Kekejaman Raja Mataram Picu Pemberontakan Bangsawan Madura hingga Hancurkan Ibu Kota Plered

KARAKTER Sultan Amangkurat I saat memerintah Kerajaan Mataram menimbulkan ketidaksenangan banyak pihak. Saat itu, sosok Sultan Amangkurat I kerap menuai kontroversi dan konflik di lingkungan istana kerajaan.

Ketidakpuasan dikatakan muncul di timur Dominion. Saat itu, Trunojoyo yang merupakan penggagas pemberontakan terhadap ibu kota kerajaan menghancurkan Keraton Plered. Serangan selama lima hari itu menyebabkan ibu kota kerajaan yang megah itu hancur.

Trunajaya adalah seorang bangsawan dari Madura yang menyerbu kerajaan Mataram.

Penyerangan ke Mataram ini juga didukung oleh sekutu Maduro yang sebagian besar berasal dari Makassar. Sebelum menghancurkan ibu kota Mataram Plered, pasukan Trunojoy terlebih dahulu bergerak dengan menyerang beberapa wilayah yang dikuasai Mataram di pantai utara Jawa pada tahun 1676.

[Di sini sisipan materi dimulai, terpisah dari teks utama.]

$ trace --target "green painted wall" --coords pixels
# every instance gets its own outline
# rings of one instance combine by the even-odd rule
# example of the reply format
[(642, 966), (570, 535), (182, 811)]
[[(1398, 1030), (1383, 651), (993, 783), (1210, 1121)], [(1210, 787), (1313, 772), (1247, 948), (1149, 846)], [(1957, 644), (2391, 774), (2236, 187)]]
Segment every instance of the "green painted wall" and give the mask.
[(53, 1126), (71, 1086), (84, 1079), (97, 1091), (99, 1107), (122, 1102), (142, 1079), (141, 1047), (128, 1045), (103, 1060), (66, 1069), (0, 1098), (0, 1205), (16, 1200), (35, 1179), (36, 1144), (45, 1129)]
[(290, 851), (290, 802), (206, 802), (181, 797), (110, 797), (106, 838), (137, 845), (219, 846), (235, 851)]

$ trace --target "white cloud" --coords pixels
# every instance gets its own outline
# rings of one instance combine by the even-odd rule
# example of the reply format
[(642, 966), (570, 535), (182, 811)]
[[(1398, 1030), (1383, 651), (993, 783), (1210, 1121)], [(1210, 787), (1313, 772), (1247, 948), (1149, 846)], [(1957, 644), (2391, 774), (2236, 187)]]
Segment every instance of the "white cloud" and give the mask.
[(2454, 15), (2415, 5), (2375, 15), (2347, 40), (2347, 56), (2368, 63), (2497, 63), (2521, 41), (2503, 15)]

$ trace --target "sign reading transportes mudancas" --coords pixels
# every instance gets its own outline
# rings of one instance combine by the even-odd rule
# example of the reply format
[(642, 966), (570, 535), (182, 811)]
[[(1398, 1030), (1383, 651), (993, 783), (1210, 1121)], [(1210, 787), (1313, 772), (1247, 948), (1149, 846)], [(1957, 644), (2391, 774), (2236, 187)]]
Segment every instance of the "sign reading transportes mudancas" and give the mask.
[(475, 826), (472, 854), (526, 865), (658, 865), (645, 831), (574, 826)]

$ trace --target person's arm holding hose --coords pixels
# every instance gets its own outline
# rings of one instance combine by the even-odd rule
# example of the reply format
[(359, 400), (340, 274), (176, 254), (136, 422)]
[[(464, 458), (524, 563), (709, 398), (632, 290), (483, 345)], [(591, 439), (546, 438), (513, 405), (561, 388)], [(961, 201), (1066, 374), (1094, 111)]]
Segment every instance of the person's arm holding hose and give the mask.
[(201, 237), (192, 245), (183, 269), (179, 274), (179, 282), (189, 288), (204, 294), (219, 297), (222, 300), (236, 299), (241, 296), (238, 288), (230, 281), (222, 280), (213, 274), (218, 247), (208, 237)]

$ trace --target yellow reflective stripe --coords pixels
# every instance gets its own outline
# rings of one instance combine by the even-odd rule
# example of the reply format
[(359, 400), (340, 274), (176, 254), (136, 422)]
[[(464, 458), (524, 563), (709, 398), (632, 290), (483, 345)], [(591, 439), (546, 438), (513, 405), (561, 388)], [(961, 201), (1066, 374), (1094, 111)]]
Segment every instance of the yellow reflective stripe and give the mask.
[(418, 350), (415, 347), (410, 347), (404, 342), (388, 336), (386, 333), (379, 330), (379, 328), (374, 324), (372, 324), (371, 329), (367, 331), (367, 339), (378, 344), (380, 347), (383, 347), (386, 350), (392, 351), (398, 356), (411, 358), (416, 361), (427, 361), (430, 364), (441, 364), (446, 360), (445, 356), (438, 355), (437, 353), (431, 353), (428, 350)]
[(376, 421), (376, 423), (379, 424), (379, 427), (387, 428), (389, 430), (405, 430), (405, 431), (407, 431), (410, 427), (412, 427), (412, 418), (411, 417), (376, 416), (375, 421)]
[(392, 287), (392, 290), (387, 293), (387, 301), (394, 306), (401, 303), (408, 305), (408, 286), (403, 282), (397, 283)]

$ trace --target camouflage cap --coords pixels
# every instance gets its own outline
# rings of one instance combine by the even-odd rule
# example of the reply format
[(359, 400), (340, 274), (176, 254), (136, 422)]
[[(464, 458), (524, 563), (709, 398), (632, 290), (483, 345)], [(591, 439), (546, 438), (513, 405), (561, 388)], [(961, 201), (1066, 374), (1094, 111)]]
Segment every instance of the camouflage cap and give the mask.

“Perang pertama antara prajurit Trunojoy dengan Mataram terjadi di Gedodog pada tahun 1676. Saat itu, prajurit Trunojoy mampu menang dan perlahan tapi pasti menguasai wilayah utara Pulau Jawa yang berada di bawah kekuasaan Mataram,” seperti dikutip dari “Tuah Bumi Mataram: Dari Panembahan Senopati Hingga Amangkurat II”.

Bahkan konon penyerangan ini memaksa Sultan Amangkurat I mengungsi kembali ke Plered. Namun sayang dia meninggal di tempat pelariannya.

Sejarah menunjukkan bahwa Pemberontakan Trunojoyo disebabkan oleh kepemimpinan Sultan Amangkurat I yang bersifat diktator dan kejam terhadap lawan politiknya. aku

Hal ini menimbulkan banyak ketidakpuasan di wilayah Mataram saat itu, termasuk Madura.

Banyak bangsawan dan ulama yang menjadi korban kekejaman Sultan Amangkurat I.

Bahkan, beberapa tokoh yang dibalsem Amangkurat I merupakan tokoh terpandang di Jawa Timur, termasuk ayah Trunojoy, Raden Demang Melayakusuma.

Mertua Sultan Amangkurat I, Pangeran Pekik yang merupakan putra Adipati Surabaya, juga dieksekusi oleh Raja Mataram keempat.

Pembantaian anak-anak bangsawan Jawa Timur memicu masalah permusuhan yang serius antara Amangkurat I dengan masyarakat Jawa Timur.

Buktinya, setelah Amangkurat I meninggal, putranya Amangkurat II juga harus menanggung konflik yang ditimbulkan oleh ayahnya.

Raden Trunojoyo merupakan keturunan penguasa Maduro yang terpaksa tinggal di Keraton Mataram setelah kekalahan dan aneksasi Mataram pada tahun 1624.

Setelah ayahnya Trunojoyo dieksekusi oleh Amangkurat I pada tahun 1656, ia meninggalkan Keraton Mataram dan pindah ke Kajoran. Ia kemudian menikah dengan putri Raden Kajoran, kepala keluarga penguasa di sana.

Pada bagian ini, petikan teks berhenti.